The setting for the mayhem was a mass protest by a group of white supremacists, who were hollering racist and anti-Semitic slogans. Among those in attendance were former Klan leader David Duke and Richard Spencer, president of the National Policy Institute.
One person was killed and at least 19 injured when a car slammed into a crowd of protesters; the vehicle’s driver was identified as James Alex Fields Jr. of Ohio and he was charged with second-degree murder, among other crime. Others were injured in fighting during the day.

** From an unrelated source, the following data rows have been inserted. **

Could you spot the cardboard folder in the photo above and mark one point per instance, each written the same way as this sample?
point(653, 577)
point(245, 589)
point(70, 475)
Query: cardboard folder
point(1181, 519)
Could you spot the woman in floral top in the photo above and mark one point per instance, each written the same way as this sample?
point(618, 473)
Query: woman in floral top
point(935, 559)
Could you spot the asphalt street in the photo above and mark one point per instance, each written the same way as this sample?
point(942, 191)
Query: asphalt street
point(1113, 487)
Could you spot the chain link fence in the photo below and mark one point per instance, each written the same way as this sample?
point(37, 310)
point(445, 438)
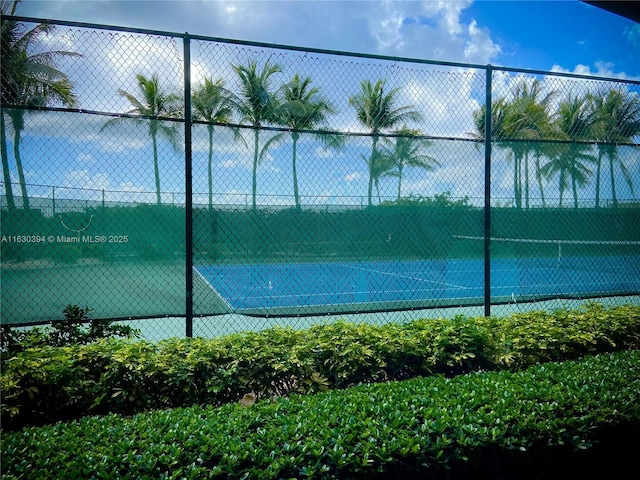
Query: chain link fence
point(199, 186)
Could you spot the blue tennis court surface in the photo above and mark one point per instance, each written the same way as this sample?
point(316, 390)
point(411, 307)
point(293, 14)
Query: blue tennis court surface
point(361, 286)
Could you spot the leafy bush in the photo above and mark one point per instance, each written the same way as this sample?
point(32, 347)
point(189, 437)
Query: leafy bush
point(77, 328)
point(47, 384)
point(577, 419)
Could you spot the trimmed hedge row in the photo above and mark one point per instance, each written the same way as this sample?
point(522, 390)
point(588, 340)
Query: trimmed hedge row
point(577, 419)
point(43, 385)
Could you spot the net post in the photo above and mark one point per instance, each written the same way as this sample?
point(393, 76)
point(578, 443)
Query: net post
point(188, 189)
point(487, 193)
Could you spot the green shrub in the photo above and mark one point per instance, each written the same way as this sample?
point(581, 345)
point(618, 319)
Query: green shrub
point(76, 328)
point(577, 419)
point(47, 384)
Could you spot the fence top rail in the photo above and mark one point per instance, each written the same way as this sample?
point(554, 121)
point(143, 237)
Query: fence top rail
point(187, 36)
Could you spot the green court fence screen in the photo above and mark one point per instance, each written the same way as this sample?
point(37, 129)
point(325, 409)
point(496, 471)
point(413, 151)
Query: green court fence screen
point(200, 186)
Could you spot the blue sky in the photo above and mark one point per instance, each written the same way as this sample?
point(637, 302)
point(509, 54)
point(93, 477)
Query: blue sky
point(563, 36)
point(546, 34)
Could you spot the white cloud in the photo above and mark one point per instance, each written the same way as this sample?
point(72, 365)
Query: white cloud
point(601, 69)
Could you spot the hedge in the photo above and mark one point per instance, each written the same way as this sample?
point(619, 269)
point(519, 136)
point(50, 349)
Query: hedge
point(575, 419)
point(48, 384)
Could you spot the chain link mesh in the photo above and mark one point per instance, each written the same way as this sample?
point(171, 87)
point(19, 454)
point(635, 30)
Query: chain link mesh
point(323, 185)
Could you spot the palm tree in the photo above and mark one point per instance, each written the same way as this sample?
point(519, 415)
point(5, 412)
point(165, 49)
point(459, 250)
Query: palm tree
point(257, 104)
point(574, 123)
point(408, 151)
point(378, 112)
point(153, 104)
point(212, 103)
point(302, 109)
point(617, 121)
point(527, 117)
point(29, 79)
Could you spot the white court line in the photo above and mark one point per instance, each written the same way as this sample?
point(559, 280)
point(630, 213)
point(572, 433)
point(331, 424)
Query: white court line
point(229, 306)
point(406, 276)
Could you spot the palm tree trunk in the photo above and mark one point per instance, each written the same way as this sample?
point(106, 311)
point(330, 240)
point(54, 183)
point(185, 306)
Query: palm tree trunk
point(598, 169)
point(210, 167)
point(295, 136)
point(8, 189)
point(254, 180)
point(539, 178)
point(574, 186)
point(613, 183)
point(517, 192)
point(526, 179)
point(156, 168)
point(16, 153)
point(372, 169)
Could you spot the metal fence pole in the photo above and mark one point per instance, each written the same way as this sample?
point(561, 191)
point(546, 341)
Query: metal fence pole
point(487, 194)
point(188, 188)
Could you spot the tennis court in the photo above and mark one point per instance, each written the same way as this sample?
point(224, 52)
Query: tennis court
point(308, 288)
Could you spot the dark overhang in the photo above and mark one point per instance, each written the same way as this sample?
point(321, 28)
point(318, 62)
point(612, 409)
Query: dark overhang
point(629, 9)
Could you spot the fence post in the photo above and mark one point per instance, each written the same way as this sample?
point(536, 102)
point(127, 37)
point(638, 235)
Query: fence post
point(188, 188)
point(487, 194)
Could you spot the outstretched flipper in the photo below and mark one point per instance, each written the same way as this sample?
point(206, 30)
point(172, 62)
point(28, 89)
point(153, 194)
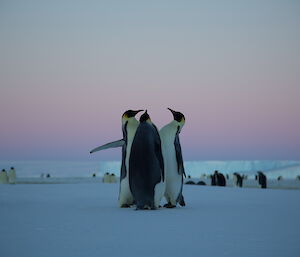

"Any time that you commit an attack against people to incite fear, it is terrorism," said national security adviser H.R. McMaster, speaking Sunday on ABC’s "This Week," who also referred to it "a criminal act against fellow Americans."
Later, two state troopers were killed when their helicopter crashed. They were identified by the Associated Press as Lt. H. Jay Cullen, 48, and Berke M.M. Bates, one day shy of his 41st birthday, The circumstances were not immediately clear.
"Any time that you commit an attack against people to incite fear, it is terrorism," said national security adviser H.R. McMaster, speaking Sunday on ABC’s "This Week."
President Donald Trump condemned the violence but it made it clear he blamed not only the white supremacists but others on the scene.
"We condemn in the strongest possible terms this egregious display of hatred bigotry and violence on many sides," the president said.
Other notable Republicans declined to follow the president’s lead, choosing to be specific in their condemnations of the white supremacist groups and their behavior.
"The Nazis, the KKK, and white supremacists are repulsive and evil," said Texas Republican Sen. Ted Cruz "and all of us have a moral obligation to speak out against the lies, bigotry, anti-Semitism, and hatred that they propagate. Having watched the horrifying video of the car deliberately crashing into a crowd of protesters, I urge the Department of Justice to immediately investigate and prosecute this grotesque act of domestic terrorism."
Speaking Sunday on CNN’s "State of the Union," Sen. Cory Gardner (R-Colo.): "Call it for what it is. It’s evil." He repeatedly referred to the incident as "domestic terrorism."
The mayor of Charlottesville on Sunday morning condemned the president for not having gone far enough.
"We just aren’t seeing leadership from the White House," Michael Signer said on CNN’s "State of the Union."
Trump’s words did draw support from a pro-Nazi website, the Daily Stormer: "Trump comments were good. He didn’t attack us. He just said the nation should come together. Nothing specific against us."
Sessions’ statement was accompanied by one from the United States Attorney’s Office for the Western District of Virginia and the Richmond Field Office of the Federal Bureau of Investigation:
“The Richmond FBI Field Office, the Civil Rights Division, and the US Attorney’s Office for the Western District of Virginia have opened a civil rights investigation into the circumstances of the deadly vehicular incident that occurred earlier Saturday morning. The FBI will collect all available facts and evidence, and as this is an ongoing investigation we are not able to comment further at this time.”